Shawn and I have been getting along for a few weeks now, but today, we were going to go to a local bar and restaurant we can walk to. He was drinking when I got home from work and he had'nt eaten much, so he was drunk. I asked him if he would have something non-alcoholic if we went and he blew up at me. I went into the kitchen to get something to eat, because I said I would not go there with him if he was going to drink more alcohol. He followed me into the kitchen and proceded to punch and slap me and knocked me down. I am now upstairs with my cats, with a lump on my forehead and another on the side of my head. I have work again tomorrow in the AM and will be spending the night on the floor, with my cats !
Get your self together & get out. Call friends, relatives, eat crow if you have to but get out. See if your employer has an employee assistance program. Grab all the funds you can, keep them separate & away from him, & get out. It will only get worse (I have the crooked smile from nerve damage, s broken jaw from a steel toed boot, to prove it).
Hopefully you can leave the cats there while you get yourself healed up and start making a plan. Also, regardless of if you stay or go, I've heard excellent reviews of AlAon (support groups for family friends loved ones of alcohol abusers) and NAMI ( classes for family friends loved ones of persons struggling with mental illness). A outside perspective on the patterns and ruts we all get stuck in, can be life changing. Do you need contact info? What county are you in?
United States, and rural Pennslvania
Get out. Take your cats and sleep on someone else's floor. If you're in New Mexico you can sleep on mine through Friday night (we're moving Saturday). If youre in Washington state you can sleep on it starting Monday the 20th, when we get there.
Get in touch with a woman's shelter and get the fuck out, no matter where you live..
I live in Pennsilvania
Been there, done that, burnt the t-shirt. Get out as soon as you can.
They always apologize or worse "don't remember" the actions the same as you and tell you you're crazy. He knows he was drinking and shouldn't drink more, but didn't want to face that reality, and resented you bringing that truth to light. In his heart he knows you are right, but is too in love with his drinking to honor your good intentions.
Get out of his hold as soon as you are able to safely and securely. That means making it on your own, without him. Cut him out of your life completely.
He needs to know there are consequences for his actions - and only when he realizes what he is losing will he possibly get help for his problem. Don't enable him by making him learn he can get away with what he is doing to you, with no consequences.
Though you are right, it's still not her responsibility to "help him see xyz, consequences...". Ultimately she needs to look out for #1, and if he gets his act together, that's all him. And if he doesn't, that's all him too. She should not even consider how this affects him. This is about her safety, and he's a threat.

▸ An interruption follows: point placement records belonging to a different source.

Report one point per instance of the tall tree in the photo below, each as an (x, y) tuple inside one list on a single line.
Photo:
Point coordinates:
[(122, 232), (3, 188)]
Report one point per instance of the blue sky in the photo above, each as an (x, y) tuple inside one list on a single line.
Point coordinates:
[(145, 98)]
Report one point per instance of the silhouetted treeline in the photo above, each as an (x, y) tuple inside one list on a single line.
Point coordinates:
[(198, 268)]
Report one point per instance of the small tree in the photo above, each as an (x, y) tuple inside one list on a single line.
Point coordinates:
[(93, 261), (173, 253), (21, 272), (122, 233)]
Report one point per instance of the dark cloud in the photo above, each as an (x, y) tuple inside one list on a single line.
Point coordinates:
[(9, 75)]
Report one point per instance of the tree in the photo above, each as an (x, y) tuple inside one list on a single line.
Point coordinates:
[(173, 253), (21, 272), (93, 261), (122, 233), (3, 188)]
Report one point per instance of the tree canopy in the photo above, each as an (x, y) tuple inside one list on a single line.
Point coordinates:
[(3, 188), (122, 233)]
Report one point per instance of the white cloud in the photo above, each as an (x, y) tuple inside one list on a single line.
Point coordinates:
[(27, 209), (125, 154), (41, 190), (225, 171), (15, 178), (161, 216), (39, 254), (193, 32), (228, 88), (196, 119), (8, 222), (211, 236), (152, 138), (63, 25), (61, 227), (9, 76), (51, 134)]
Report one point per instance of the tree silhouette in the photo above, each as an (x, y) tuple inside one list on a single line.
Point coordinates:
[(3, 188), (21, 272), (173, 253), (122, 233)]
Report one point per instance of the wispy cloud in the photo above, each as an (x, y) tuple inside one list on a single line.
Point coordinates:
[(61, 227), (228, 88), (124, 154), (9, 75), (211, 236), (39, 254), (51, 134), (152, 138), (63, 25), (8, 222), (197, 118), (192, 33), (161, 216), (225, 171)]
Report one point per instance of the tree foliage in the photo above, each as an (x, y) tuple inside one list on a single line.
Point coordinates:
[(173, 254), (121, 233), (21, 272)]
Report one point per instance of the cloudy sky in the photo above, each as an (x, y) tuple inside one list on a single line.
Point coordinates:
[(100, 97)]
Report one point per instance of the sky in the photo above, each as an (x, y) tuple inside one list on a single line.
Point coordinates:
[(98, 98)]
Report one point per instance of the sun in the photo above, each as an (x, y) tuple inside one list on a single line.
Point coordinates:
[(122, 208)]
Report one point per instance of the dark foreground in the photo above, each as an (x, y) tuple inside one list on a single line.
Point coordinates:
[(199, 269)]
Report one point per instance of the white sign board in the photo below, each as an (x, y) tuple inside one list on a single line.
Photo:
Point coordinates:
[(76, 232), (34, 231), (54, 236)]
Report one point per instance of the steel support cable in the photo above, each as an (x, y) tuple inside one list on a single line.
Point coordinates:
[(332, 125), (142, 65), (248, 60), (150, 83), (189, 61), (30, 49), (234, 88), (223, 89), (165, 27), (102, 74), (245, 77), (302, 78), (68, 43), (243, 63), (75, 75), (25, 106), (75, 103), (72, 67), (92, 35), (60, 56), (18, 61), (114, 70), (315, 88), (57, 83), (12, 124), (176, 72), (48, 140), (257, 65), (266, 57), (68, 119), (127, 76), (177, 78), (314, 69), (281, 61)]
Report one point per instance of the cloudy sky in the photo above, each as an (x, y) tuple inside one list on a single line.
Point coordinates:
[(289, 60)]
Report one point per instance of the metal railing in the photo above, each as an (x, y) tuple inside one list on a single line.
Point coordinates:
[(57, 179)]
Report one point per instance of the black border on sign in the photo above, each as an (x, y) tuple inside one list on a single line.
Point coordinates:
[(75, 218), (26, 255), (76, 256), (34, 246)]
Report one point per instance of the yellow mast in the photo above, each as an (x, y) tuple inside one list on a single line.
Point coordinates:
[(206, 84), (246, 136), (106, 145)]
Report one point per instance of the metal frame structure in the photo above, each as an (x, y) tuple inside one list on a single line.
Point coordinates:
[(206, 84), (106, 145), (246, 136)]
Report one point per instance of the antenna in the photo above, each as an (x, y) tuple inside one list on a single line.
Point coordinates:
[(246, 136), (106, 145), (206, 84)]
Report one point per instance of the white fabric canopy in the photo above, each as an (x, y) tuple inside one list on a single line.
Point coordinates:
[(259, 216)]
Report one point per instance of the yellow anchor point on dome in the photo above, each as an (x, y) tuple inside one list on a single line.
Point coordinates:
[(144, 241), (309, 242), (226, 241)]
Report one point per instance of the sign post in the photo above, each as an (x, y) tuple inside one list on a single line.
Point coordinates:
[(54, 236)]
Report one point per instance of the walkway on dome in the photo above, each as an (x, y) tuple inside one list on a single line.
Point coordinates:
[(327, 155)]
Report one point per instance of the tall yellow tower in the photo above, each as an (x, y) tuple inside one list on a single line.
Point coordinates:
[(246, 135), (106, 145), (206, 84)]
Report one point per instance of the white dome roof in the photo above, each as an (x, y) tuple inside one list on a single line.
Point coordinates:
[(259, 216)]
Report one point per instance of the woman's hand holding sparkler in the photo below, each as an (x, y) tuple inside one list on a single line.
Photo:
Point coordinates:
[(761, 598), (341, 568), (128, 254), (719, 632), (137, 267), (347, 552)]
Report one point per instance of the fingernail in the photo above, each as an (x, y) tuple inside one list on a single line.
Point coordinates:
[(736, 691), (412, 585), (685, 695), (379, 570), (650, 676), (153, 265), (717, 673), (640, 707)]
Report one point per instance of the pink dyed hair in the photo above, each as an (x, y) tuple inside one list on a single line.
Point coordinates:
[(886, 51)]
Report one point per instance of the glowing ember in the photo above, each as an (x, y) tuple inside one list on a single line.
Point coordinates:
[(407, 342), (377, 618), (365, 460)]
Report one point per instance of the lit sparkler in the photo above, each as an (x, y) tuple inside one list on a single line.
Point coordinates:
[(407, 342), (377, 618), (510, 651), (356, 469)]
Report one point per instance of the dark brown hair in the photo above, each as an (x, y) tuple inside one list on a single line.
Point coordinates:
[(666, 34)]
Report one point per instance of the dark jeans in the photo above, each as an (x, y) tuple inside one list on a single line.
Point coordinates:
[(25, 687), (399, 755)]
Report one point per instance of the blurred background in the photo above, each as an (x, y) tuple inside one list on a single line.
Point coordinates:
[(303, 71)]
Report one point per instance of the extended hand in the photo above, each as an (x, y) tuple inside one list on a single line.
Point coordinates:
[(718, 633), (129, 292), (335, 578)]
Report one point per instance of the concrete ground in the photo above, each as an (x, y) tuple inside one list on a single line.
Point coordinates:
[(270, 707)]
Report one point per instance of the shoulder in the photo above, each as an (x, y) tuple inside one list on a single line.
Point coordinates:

Sorry you are going through that Joan. I'd be planning to leave if I were you. Just ghost him. Find a new job in a new town, sell stuff, save some money to last about 6 months, and then dissapear on him. Tell your family to cut off communication with him. And make some good friends whereever you go. Heck, you got a few right here online!
Sorry for you, I just hope you have decided to leave that monster for good while you were writting, not without the proper visit to the police!
Holy crap I’m so sorry. Please get out, ASAP. Tomorrow he will apologize and promise it will never happen again. Don’t believe him. Get help, get support, most importantly GET OUT.
The group is right. Staying with an abusive alcoholic is never the best solution. I hope you can find housing beyond a women's shelter, but for now that is where to go for help and safety in the meantime. The cats may be something you have to lose to save yourself, but hopefully they can go to a shelter if you call animal control about them should you not have friends who can take them for you.
Whether he was drinking or not, on a full stomach or not, don't make excuses for him. Physical abuse is never acceptable. I grew up in a home that had that on a regular basis and I wish my mother had left him, but she didn't. These are different times where women have more options.
Call cops get him out fast he has a major problem with alcohol dangerous
I live with him, this is his house
@joantheloon let him sober up find another place to stay he will apologize but chances are will happen again
You need to report this asap and leave. Things will only get worse.